Resumo: worklet de áudio
Antes de entrar em detalhes, vamos recapitular rapidamente os termos e fatos sobre o sistema de worklets de áudio, que foi apresentado anteriormente nesta postagem.
- BaseAudioContext: o objeto principal da API Web Audio.
- Audio Worklet: um carregador de arquivos de script especial para a operação Audio Worklet. Pertence a BaseAudioContext. Um BaseAudioContext pode ter um worklet de áudio. O arquivo de script carregado é avaliado no AudioWorkletGlobalScope e usado para criar as instâncias do AudioWorkletProcessor.
- AudioWorkletGlobalScope: um escopo global JS especial para a operação do Audio Worklet. É executado em uma linha de execução de renderização dedicada para o WebAudio. Um BaseAudioContext pode ter um AudioWorkletGlobalScope.

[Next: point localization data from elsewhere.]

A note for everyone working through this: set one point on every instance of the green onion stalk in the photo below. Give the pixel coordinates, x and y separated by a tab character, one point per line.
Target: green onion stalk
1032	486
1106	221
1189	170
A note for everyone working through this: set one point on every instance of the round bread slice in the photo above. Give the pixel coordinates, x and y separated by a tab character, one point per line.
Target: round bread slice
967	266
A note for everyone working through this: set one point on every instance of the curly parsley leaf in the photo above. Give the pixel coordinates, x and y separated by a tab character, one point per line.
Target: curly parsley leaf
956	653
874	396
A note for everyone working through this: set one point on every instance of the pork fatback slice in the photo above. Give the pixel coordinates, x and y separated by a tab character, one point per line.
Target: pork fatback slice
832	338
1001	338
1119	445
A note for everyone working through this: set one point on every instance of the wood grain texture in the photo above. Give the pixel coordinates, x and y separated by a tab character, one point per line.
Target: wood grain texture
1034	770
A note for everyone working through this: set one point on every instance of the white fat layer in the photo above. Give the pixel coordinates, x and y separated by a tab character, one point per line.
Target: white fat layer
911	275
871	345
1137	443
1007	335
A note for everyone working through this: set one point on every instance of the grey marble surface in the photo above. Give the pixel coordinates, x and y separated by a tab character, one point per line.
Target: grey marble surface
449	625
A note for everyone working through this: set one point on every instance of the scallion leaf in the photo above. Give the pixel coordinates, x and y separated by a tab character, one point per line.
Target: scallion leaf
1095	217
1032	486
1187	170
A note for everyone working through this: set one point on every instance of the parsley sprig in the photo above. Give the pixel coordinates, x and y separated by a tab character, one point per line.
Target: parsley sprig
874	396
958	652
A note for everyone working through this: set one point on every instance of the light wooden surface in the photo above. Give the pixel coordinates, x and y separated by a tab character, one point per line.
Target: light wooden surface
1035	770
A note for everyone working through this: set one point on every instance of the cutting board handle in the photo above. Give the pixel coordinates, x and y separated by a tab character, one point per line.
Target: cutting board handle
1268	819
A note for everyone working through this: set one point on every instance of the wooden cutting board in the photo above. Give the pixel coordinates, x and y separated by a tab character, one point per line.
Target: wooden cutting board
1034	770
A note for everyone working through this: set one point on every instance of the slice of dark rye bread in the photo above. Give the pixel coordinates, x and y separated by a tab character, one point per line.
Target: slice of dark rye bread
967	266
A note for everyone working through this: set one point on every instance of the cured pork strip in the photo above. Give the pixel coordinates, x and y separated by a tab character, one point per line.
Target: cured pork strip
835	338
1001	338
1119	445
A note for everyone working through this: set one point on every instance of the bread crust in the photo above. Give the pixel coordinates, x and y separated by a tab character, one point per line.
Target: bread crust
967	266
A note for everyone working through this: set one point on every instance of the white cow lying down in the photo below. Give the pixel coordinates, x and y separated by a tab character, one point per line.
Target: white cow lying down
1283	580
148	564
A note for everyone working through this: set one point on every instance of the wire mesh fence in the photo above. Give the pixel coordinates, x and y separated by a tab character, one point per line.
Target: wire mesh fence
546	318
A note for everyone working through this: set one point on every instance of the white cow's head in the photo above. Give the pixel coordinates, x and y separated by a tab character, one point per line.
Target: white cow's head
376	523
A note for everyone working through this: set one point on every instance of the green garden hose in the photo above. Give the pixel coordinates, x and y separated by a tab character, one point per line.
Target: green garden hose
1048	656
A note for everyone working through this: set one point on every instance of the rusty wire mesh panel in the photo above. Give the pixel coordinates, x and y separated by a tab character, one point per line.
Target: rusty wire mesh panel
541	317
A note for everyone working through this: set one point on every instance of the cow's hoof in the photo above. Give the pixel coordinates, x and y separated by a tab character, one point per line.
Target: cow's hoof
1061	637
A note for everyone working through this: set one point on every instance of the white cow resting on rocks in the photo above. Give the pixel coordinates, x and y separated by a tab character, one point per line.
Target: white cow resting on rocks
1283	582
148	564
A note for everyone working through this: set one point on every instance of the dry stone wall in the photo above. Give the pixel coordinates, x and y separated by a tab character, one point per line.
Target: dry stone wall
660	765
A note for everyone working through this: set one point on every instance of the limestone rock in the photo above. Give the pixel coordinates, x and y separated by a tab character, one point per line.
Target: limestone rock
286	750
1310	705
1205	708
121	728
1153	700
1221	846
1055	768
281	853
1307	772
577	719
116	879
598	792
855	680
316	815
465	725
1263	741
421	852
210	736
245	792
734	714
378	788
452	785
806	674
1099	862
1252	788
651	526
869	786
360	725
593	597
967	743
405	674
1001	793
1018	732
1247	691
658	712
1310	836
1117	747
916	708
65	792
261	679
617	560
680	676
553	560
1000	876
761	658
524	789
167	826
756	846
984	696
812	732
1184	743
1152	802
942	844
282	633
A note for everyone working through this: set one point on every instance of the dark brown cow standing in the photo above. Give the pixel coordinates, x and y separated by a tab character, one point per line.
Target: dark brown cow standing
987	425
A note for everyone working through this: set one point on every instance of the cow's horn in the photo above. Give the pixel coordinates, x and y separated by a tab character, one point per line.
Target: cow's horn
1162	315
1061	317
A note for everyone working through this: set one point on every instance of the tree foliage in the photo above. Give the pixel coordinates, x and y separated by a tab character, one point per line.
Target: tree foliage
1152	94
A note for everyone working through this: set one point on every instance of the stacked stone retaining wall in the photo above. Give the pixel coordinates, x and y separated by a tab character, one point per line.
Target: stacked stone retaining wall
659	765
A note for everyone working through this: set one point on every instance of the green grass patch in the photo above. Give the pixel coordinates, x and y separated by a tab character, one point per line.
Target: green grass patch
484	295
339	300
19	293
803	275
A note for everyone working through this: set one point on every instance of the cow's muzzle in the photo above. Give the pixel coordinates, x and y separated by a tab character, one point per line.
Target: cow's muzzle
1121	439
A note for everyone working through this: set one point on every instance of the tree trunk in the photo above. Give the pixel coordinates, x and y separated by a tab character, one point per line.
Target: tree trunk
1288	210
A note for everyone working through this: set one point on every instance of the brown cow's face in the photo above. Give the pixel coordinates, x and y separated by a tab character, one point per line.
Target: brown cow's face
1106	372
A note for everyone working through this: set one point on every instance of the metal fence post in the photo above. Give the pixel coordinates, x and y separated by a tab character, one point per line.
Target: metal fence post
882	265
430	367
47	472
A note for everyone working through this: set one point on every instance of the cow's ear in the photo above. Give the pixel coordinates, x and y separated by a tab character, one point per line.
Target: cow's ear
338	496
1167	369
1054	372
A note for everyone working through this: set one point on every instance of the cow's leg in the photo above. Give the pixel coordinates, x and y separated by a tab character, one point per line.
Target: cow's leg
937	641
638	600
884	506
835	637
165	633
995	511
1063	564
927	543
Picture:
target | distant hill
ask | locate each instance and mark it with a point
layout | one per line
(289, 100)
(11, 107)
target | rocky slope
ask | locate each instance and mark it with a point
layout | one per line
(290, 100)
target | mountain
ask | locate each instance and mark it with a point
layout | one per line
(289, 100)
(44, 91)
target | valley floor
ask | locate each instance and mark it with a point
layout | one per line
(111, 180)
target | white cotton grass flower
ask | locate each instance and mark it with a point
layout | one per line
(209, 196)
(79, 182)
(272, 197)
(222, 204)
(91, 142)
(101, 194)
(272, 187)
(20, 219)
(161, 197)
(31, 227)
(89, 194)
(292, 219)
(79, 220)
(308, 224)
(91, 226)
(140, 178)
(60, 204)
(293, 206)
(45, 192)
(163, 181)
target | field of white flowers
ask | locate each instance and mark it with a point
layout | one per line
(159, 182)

- AudioWorkletNode: um AudioNode projetado para a operação de AudioWorklet. Instanciado de um BaseAudioContext. Um BaseAudioContext pode ter vários AudioWorkletNodes de forma semelhante aos AudioNodes nativos.
- AudioWorkletProcessor: uma contraparte do AudioWorkletNode. O que realmente importa no AudioWorkletNode que processa o stream de áudio pelo código fornecido pelo usuário. Ele é instanciado no AudioWorkletGlobalScope quando um AudioWorkletNode é construído. Um AudioWorkletNode pode ter um AudioWorkletProcessor correspondente.
Padrões de design
Como usar o Audio Worklet com o WebAssembly
O WebAssembly é um complemento perfeito para o AudioWorkletProcessor. A combinação desses dois recursos traz várias vantagens para o processamento de áudio na Web, mas os dois principais benefícios são: a) trazer o código de processamento de áudio C/C++ para o ecossistema WebAudio e b) evitar a sobrecarga da compilação JIT do JS e da coleta de lixo no código de processamento de áudio.
O primeiro é importante para desenvolvedores que já investiram em código e bibliotecas de processamento de áudio, mas o segundo é essencial para quase todos os usuários da API. No mundo do WebAudio, o orçamento de tempo para o stream de áudio estável é bastante exigente: são apenas 3 ms na taxa de amostragem de 44,1 kHz. Até mesmo um pequeno problema no código de processamento de áudio pode causar falhas. O desenvolvedor precisa otimizar o código para um processamento mais rápido, mas também minimizar a quantidade de lixo JS gerado. O uso do WebAssembly pode ser uma solução que resolve os dois problemas ao mesmo tempo: é mais rápido e não gera lixo do código.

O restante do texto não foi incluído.